The impossibility of asking a deceased person what their real intentions were makes the value of these being clear before death quite obvious, as a recent case shows.
It involved an elderly widow who died in 2016. After her death, her family discovered an envelope containing a copy of a will dated 2008 and an unsigned draft of the will which her solicitors had prepared for her. The original could not be found, however. She had added a codicil to the will in 2010 and the original codicil was found in the envelope. At the time the codicil was made, the copy of the will had been endorsed by the firm of solicitors to the effect that it was a true copy of the original will. The codicil replaced one executor with another but made no other change.
The problem was, as the judge hearing the case put it, that ‘if a will was last traced to the possession of the testator and is not forthcoming at his death, there is, prima facie, a presumption, in the absence of circumstances tending to a contrary conclusion, that the testator destroyed it with the intention to revoke it’.
Were the will to be revoked, the woman’s estate would be distributed differently between family members, as the rules of intestacy would apply. It was claimed by some family members that she had destroyed the will on purpose, with the intention of revoking it.
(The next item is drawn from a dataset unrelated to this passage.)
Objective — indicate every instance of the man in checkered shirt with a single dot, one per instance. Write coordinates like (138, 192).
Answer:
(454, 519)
In practical terms, the main protagonists in the dispute were arguing over the difference between a one-third share in the woman’s estate and a one-quarter share.
The judge commented, “The estate is not large, in money terms the difference in outcome may well be disproportionate to the costs involved but it is a sad fact that, in claims over the division of an estate, like many boundary disputes, the quest for a solution based on commercial pragmatism is not given the weight it may deserve.”
After considering the evidence, the judge ruled that the certified copy of the will should stand, there being insufficient evidence that the woman had intentionally destroyed the will to revoke it.